Après la norme IFRS 8 (Information sectorielle), l'IASB a initié une analyse critique de la norme IFRS 3  (Regroupements d'entreprises). Cette « Post Implementation Review » est désormais obligatoire pour les normes comptables deux ans après leur mise en oeuvre. C'est un progrès, même si cette revue souffre d'être réalisée par celui-là même qui a réalisé le projet, c'est-à-dire l'IASB. La SFAF n'a pas manqué de contribuer aux commentaires en rédigeant dès juin 2014 une lettre à l'adresse de l'IASB, soulignant les défauts majeurs de cette norme. En particulier, la commission a remis en cause le concept même de non-amortissement du goodwill qui lui semble infondé (la durée difficile à déterminer n'impliquant pas l'arrêt de tout amortissement) ainsi que le peu d'information apporté par les tests de dépréciations du goodwill. Ces derniers sont en effet souvent hétérogènes d'un émetteur à l'autre et reposent sur des hypothèses potentiellement optimistes. De plus, en matière de reconnaissance, ils ont pu conduire à des dépréciations tardives alors même que celles-ci étaient actées depuis longtemps dans les cours de Bourse. Autre défaut de cette norme, le concept de full goodwill (qui se traduit par exemple, lorsqu'il est appliqué, par la valorisation au bilan des intérêts minoritaires sur la base de transactions qui n'ont pas eu lieu) conduit en matière d'évaluation des capitaux propres (actionnaires de la société mère) à des résultats contre-intuitifs, si ce n'est aberrants.

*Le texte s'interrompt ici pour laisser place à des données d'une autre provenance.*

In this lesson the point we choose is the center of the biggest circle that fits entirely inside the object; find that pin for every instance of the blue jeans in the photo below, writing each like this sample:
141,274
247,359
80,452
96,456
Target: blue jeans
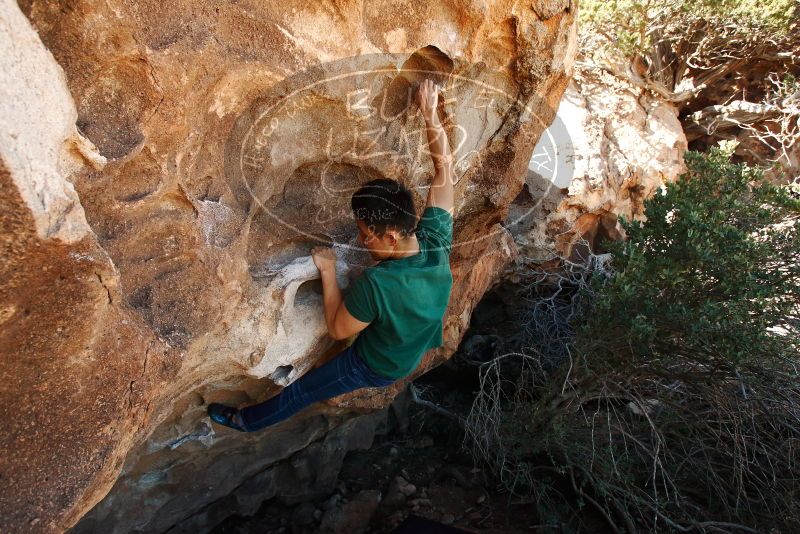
344,373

La SFAF a enfin posé la question de la pertinence de la reconnaissance au bilan d'un grand nombre d'actifs incorporels lors des opérations de rapprochement (marques, fichiers clients…), en particulier en l'absence de marché actif. Dans sa synthèse de juin 2015, l'IASB a reconnu certaines de ces observations et se penche notamment sur l'idée de réintroduire l'amortissement du goodwill précédemment écarté.

BERTRAND ALLARD
MEMBRE DE LA SFAF
Coprésident de la commission Comptabilité et analyse financière-Jacques Mériaux et membre du comité consultatif de l'Autorité des normes comptables. Diplômé de l'École Centrale de Paris, il est responsable de secteurs industriels au sein des Etudes économiques du Crédit Agricole.

JACQUES DE GRELING
MEMBRE ET EX-ADMINISTRATEUR DE LA SFAF
Est notamment coprésident de la commission Comptabilité et analyse financière-Jacques Mériaux et membre du comité consultatif de l'Autorité des normes comptables (ANC). Membre du Capital Market Advisory Committee (CMAC) auprès de l'IASB et vice-président de la Financial Accounting Commission de l'EFFAS, il est aujourd'hui analyste financier responsable du secteur télécom chez Natixis Securities.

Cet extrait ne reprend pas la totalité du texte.